Il est naturel que la délibération nous donne le sentiment de notre liberté, et nous distraie même de la prévision d’une détermination, qui, bien que nécessaire, nous semble avoir été sur le point d’être changée en une détermination contraire. Aussi une personne instruite à la fois de la position et du caractère d’une autre personne, prévoit-elle avec certitude le parti que prendra celle-ci, qui, étonnée de cette espèce de prédiction, assure, et avec vérité, qu’il s’en est peu fallu qu’elle n’ait agi d’une façon différente.

Plus on réfléchit, plus on reconnaît que la nécessité gouverne le monde. À chaque progrès nouveau des sciences, ce qui passait pour contingent est reconnu comme étant nécessaire. Il se dévoile des liaisons multipliées entre des branches qu’on croyait séparées ; on observe des lois là où l’on n’avait encore vu que des faits accidentels. Nous approchons de plus en plus de l’unité d’être, qui fut le rêve de l’antiquité, et qui a son modèle dans le sentiment de notre propre existence.

Tâchons enfin de fixer notre opinion à l’égard de ce modèle du vrai, de ce type de l’être qui a souvent égaré la raison humaine, et qui, dans nos temps modernes, sert à la guider d’une manière si heureuse que ses progrès, d’abord concentrés entre un petit nombre d’hommes livrés à l’étude, se répandent aujourd’hui dans toutes les classes de la société, éclairent à la fois les sciences morales et politiques, la physique, les arts chimiques et mécaniques, et peuvent fournir aux lettres et aux beaux-arts des lumières nouvelles, des inspirations qu’ils n’ont pas encore rencontrées.

L’homme, n’eût-il pas d’autre sujet d’étude que lui-même, connaîtrait l’étendue ; je ne pense pas qu’il puisse sérieusement douter de cette propriété de la matière. Mais ce qu’il connaîtrait surtout avec la dernière évidence, c’est sa propre existence.

Au milieu des divers systèmes où s’est aventuré l’esprit humain, il a essayé du scepticisme. Il a pu soutenir que tout ce qui se trouvait au dehors de l’existence de l’homme, était pure apparence. Mais le fameux argument : « Je pense, donc je suis », a ramené l’homme vers la réalité de son être.

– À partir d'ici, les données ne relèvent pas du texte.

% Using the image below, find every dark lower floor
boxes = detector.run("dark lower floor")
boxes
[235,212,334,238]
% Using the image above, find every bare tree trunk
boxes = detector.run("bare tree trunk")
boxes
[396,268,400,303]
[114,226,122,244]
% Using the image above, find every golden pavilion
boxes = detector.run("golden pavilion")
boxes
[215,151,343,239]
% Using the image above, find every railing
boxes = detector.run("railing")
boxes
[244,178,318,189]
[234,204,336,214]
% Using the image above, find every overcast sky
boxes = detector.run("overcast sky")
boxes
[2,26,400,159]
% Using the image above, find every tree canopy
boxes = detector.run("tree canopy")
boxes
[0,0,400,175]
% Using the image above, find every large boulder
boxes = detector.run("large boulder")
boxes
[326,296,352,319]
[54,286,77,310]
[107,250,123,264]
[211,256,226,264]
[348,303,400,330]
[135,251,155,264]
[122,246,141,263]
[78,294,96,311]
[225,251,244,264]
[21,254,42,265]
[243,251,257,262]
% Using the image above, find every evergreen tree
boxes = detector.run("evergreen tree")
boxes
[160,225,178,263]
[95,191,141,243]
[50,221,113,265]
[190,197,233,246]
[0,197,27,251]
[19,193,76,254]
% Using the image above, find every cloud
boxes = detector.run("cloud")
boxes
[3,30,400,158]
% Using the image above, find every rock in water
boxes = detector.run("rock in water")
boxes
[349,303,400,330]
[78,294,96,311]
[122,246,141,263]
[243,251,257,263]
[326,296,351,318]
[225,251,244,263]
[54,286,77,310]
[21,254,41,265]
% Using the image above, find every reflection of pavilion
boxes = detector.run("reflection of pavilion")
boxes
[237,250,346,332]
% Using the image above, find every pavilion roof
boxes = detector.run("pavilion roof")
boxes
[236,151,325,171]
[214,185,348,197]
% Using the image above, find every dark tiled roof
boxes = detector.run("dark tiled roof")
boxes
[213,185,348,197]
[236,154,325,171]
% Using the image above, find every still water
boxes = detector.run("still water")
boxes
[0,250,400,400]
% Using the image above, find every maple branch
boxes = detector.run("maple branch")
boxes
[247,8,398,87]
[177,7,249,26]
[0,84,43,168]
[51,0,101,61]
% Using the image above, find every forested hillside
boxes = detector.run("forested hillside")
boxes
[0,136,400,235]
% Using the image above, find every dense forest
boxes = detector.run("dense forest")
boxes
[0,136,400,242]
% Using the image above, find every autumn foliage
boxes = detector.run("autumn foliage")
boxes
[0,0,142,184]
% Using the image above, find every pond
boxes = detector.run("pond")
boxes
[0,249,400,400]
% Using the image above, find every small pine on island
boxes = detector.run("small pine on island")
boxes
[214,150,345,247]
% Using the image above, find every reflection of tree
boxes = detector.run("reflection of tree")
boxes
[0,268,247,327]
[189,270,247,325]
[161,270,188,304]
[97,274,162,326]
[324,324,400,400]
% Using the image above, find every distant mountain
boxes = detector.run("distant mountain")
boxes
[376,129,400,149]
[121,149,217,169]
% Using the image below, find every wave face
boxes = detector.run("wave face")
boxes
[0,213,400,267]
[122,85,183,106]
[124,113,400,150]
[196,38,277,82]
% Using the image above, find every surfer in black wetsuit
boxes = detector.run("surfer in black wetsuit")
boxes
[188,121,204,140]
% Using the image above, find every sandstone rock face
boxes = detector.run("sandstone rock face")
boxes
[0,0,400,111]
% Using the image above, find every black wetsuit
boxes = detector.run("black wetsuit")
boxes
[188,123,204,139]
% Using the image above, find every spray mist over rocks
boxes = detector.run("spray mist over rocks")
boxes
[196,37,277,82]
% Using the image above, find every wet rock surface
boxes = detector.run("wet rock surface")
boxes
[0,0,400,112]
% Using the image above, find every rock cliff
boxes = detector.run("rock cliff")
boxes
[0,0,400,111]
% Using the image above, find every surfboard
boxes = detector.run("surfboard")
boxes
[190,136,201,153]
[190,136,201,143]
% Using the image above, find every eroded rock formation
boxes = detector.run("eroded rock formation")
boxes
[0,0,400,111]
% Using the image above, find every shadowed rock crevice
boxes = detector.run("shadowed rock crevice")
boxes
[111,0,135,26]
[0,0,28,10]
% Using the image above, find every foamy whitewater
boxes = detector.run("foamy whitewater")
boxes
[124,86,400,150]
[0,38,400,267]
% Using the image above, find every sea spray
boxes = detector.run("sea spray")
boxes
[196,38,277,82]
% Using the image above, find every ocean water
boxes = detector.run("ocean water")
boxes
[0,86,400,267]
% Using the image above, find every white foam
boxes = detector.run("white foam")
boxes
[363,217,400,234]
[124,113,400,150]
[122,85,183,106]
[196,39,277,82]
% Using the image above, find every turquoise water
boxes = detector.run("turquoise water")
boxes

Le sentiment de l’être est celui de la vérité. Il est inséparable de notre existence ; il précède toute autre idée. Le bon, le beau dérivent du vrai ; mais leur connaissance exige le secours des comparaisons.

Suivant qu’on a été plus ou moins frappé de l’une ou de l’autre des parties de cette proposition, on a été porté, par l’esprit de système, à soutenir ou que nos idées sont innées, ou qu’elles viennent de nos sensations. L’une et l’autre opinion sont vraies, dans les limites que nous avons posées. Le type du vrai, nous l’apportons en naissant. Notre être, dont la réalité est notre plus intime connaissance, est inséparable de ce modèle inné. En ce sens, l’homme est l’abrégé de l’univers ; car l’être ou la vérité, partout où ils se trouvent, remplissent certaines conditions, que l’attention découvrira, nécessairement dans tous les objets réels dont elle sera occupée. Mais cette ressemblance abstraite est fort éloignée de celle qu’on a cherchée ; elle peut cependant expliquer la cause d’une erreur qui a séduit autrefois l’esprit humain.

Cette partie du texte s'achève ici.